Strafaussetzung zur Bewährung

Strafaussetzung zur Bewährung

Nach § 56 StGB kann eine Freiheitsstrafe zur Bewährung ausgesetzt werden, wenn sich der Verurteilte die Verurteilung schon als Warnung dienen lassen wird.  Es muss zudem die Erwartung vorliegen, dass der Verurteilte künftig auch ohne die Einwirkung des Strafvollzugs keine Straftaten mehr begehen wird. Dies ist nur möglich bei einer Freiheitsstrafe von bis zu 1 Jahr.

Dabei wird nicht nur eine bloße Hoffnung ausreichen, sondern es bedarf einer begründeten Erwartung, dass die Verurteilung alleine für sich schon Warnung genug ist, ohne Vollstreckung der Freiheitsstrafe. Es bedarf keiner sicheren oder unbedingten Gewähr.

Es bedarf also einer günstigen Legalprognose bzw. einer günstigen Sozialprognose, wobei diese sich auf das künftige straffreie Verhalten beziehen muss. Zum Verhalten nach der Tat zählt neben der Reue insbesondere das Bemühen um Schadenswiedergutmachung und um einen Ausgleich mit dem Verletzten. Fehlende Wiedergutmachung allein ist jedoch kein ausreichender Grund für die Annahme künftigen Versagens (BGHSt 5, 238). Strafrechtlich irrelevantes Verhalten ist nicht geeignet, eine ungünstige Prognoseentscheidung zu begründen.

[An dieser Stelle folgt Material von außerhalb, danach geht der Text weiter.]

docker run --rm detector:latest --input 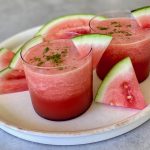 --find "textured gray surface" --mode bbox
[0,0,150,150]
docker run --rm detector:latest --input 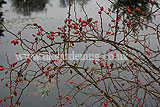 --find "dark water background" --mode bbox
[0,0,110,107]
[0,0,159,107]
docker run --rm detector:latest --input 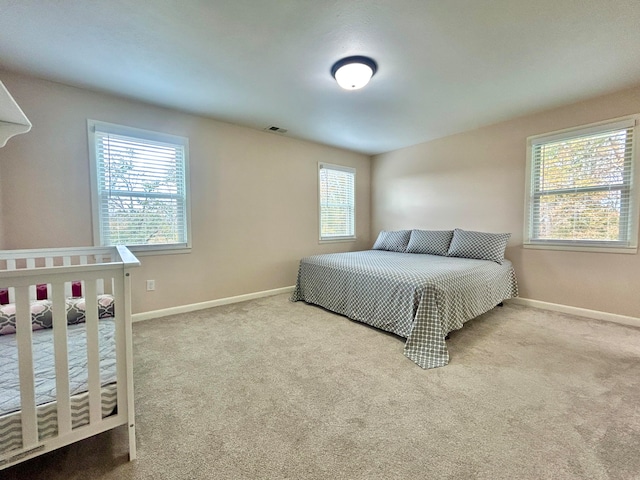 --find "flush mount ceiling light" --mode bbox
[331,55,378,90]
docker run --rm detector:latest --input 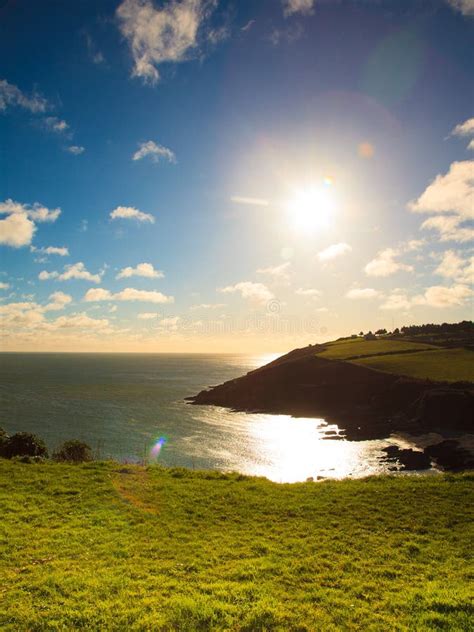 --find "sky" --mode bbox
[0,0,474,353]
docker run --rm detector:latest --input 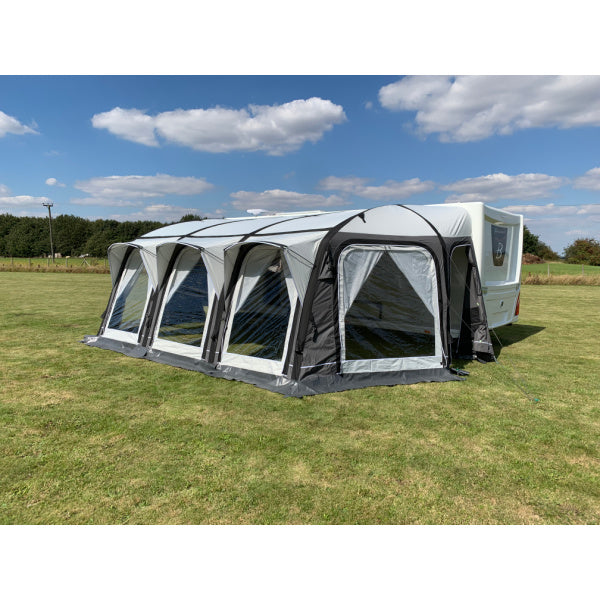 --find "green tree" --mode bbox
[0,213,19,256]
[523,225,559,260]
[4,217,50,258]
[52,215,92,256]
[523,225,540,256]
[565,238,600,266]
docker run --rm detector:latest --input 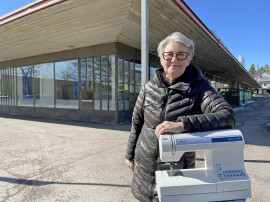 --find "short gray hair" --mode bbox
[157,32,195,57]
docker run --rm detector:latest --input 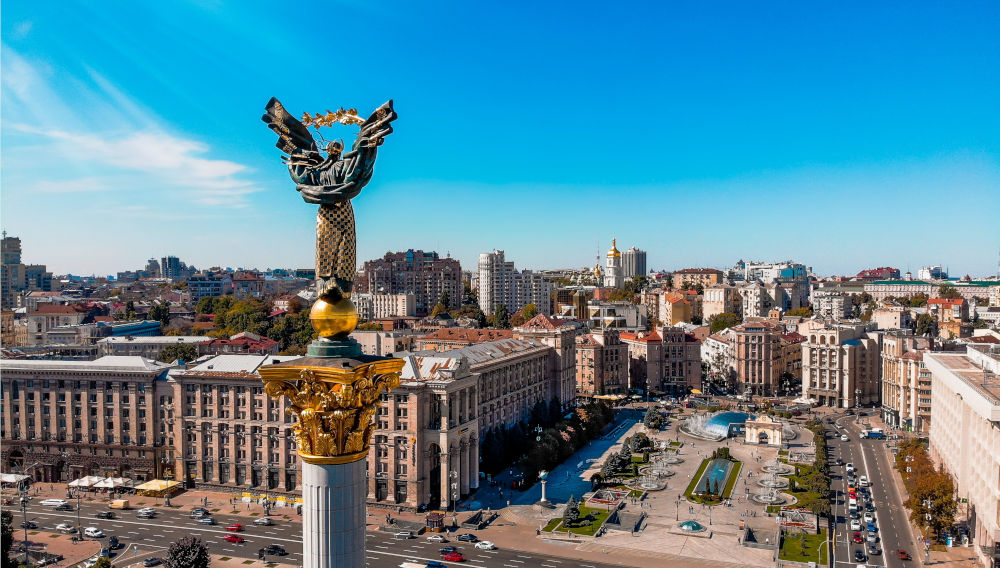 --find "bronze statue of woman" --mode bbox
[261,98,396,336]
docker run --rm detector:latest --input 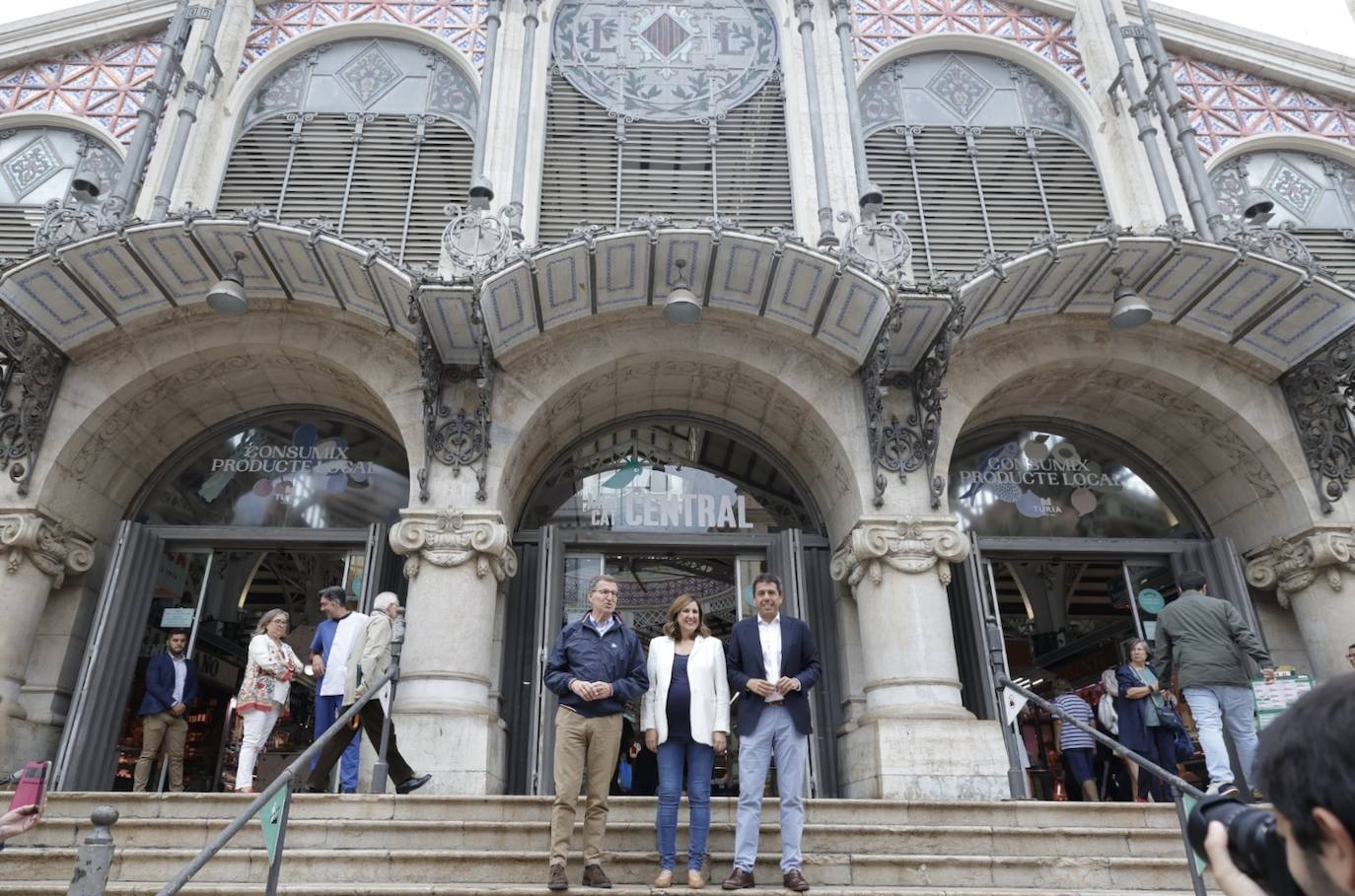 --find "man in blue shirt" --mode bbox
[311,585,367,793]
[546,576,649,891]
[131,629,198,793]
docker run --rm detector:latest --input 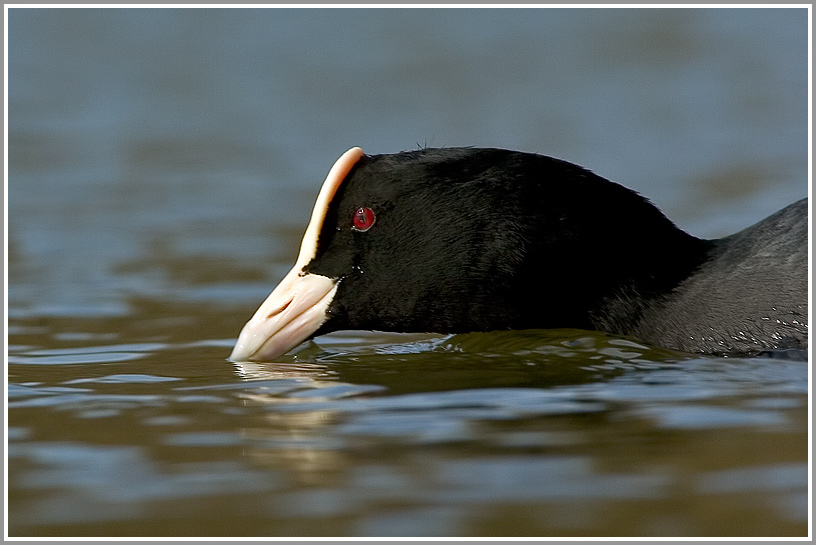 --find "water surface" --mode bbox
[7,9,809,537]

Bei der Verurteilung zu einer Freiheitsstrafe von mindestens sechs Monaten darf die Vollstreckung trotz günstiger Legalprognose nicht ausgesetzt werden, wenn die Verteidigung der Rechtsordnung sie gebietet.

Besteht bei einer Freiheitsstrafe von mehr als 1 Jahr aber von nicht mehr als 2 Jahren eine günstige Legalprognose, müssen darüber hinaus nach der Gesamtwürdigung von Tat und Persönlichkeit des Verurteilten besondere Umstände vorliegen. Dabei ist namentlich auch das Bemühen zu berücksichtigen, den durch die Tat verursachten Schaden wieder gut zu machen. In die nach § 56 Abs.2 StGB anzustellende Gesamtwürdigung müssen auch ein Geständnis des Angeklagten, seine Persönlichkeit und die familiäre Situation miteinbezogen werden.